Their caution, however, had not been necessary. There was no one inside the room, nor in the main shop beyond it. What's more, it was evident that whoever might have been here earlier in the day was gone and would not be coming back. The place had been stripped bare.

“They must have realized that they mixed up the dogs,” Craig said, looking around in disappointment. “They bolted.”

Jackie said nothing, although he too was disappointed. He had hoped to be in on a rare arrest of Butterfly personnel. There was still another problem to be considered, however, beyond their individual chagrin.

Someone was going to be assassinated. They didn't know who, or when, or how, only that it was going to happen. And without a lead to go on, it was unlikely they could do anything to prevent it.

* * * *

It was not much before dawn by the time Craig dropped Jackie off at Aunt Lily's home in one of the older sections of the city. Mathews was obviously tired and disappointed by the evening's outcome. Jackie too was sorry that their efforts had not been more successful. Unlike Mathews, however, he was not yet showing any signs of weariness. As an agent for C.A.M.P., he was accustomed to keeping long and irregular hours. If need be, he could easily continue on at full steam for another day, or longer.
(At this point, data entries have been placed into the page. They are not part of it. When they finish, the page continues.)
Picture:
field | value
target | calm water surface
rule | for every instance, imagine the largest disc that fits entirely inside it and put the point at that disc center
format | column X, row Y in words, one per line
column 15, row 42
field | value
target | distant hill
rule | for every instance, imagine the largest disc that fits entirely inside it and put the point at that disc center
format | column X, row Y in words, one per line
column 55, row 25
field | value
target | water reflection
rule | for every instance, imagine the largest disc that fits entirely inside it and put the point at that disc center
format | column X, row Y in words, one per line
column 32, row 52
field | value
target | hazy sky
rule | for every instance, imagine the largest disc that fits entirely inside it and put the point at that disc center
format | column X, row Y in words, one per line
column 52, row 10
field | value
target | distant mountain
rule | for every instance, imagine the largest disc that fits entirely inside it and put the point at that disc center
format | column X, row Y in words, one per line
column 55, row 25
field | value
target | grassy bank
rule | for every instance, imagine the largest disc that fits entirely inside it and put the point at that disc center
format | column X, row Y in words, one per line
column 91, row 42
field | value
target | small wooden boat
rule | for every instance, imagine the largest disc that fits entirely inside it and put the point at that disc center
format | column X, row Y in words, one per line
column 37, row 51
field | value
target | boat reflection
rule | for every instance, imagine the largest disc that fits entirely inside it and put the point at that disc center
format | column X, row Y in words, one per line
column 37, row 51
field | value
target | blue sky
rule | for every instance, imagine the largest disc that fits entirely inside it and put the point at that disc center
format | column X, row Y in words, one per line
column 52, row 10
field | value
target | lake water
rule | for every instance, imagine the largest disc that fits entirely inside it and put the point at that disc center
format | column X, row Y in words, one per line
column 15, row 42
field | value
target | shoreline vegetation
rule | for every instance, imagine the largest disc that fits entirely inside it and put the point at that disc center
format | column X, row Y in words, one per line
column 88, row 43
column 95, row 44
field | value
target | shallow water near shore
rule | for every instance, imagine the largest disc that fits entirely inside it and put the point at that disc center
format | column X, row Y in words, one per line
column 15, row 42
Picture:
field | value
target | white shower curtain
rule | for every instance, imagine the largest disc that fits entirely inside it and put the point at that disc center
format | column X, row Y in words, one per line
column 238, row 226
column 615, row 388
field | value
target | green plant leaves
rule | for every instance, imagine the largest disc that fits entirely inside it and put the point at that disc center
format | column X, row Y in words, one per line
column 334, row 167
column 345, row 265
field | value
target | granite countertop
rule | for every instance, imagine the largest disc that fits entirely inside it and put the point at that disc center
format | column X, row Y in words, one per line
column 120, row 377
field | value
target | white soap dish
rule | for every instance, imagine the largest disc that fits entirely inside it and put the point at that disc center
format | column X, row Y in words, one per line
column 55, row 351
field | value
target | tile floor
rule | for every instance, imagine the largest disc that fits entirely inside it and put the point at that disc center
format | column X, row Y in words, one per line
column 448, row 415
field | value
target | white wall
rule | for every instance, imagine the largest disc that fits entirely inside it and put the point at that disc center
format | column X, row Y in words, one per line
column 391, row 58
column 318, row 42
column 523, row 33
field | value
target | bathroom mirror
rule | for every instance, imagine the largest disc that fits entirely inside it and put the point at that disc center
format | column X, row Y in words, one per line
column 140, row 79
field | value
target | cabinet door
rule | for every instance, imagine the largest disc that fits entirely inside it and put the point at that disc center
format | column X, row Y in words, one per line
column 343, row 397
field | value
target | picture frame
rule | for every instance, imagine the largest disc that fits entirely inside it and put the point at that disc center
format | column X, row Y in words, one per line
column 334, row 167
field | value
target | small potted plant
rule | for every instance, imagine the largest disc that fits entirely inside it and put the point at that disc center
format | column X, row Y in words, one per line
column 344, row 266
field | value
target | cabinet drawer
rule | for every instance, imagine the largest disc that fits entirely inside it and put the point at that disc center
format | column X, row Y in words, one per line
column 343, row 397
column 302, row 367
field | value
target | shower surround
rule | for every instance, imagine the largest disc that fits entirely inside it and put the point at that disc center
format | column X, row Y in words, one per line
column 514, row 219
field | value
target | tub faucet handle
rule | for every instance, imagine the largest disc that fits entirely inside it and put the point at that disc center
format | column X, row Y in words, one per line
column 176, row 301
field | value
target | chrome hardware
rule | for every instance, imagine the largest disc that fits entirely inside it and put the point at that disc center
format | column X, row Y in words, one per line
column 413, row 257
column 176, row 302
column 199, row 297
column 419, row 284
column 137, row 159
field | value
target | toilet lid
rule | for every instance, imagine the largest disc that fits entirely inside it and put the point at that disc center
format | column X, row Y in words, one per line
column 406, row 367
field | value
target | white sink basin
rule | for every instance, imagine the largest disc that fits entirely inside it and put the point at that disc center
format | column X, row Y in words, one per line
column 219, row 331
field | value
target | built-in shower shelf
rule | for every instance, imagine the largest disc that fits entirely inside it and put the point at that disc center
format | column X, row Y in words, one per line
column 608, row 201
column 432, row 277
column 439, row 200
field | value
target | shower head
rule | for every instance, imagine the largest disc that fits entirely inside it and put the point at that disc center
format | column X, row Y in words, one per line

The house was dark except for a light at the front door, and another one shining dimly in the front hall. Jackie removed his shoes and carried them as he went up the gracefully curved stairway, searching his memory for the location of Honey's room. He remembered, and found it without any difficulty.

Honey was sleeping soundly, as he had expected. His bed was an elaborate, canopied affair, feminine and luxurious. In the midst of the silk sheets and brocaded coverlets, Honey had kicked the coverings from his body and was curled up invitingly. In the moonlight that filtered through the window, his gamin-like body gleamed with alabaster whiteness. He wore a pair of very scant briefs that appeared to be silk also, and, so far as Jackie could tell in the light, were pink, or maybe pale lavender.

There was nothing feminine, however, about the enormous bulge that lifted the front of the briefs ceilingward, even in its relaxed stage. Jackie eyed the tempting outline hungrily, but courtesy held him in check. It would be thoughtless to awaken Honey at this hour, when such matters could wait until morning.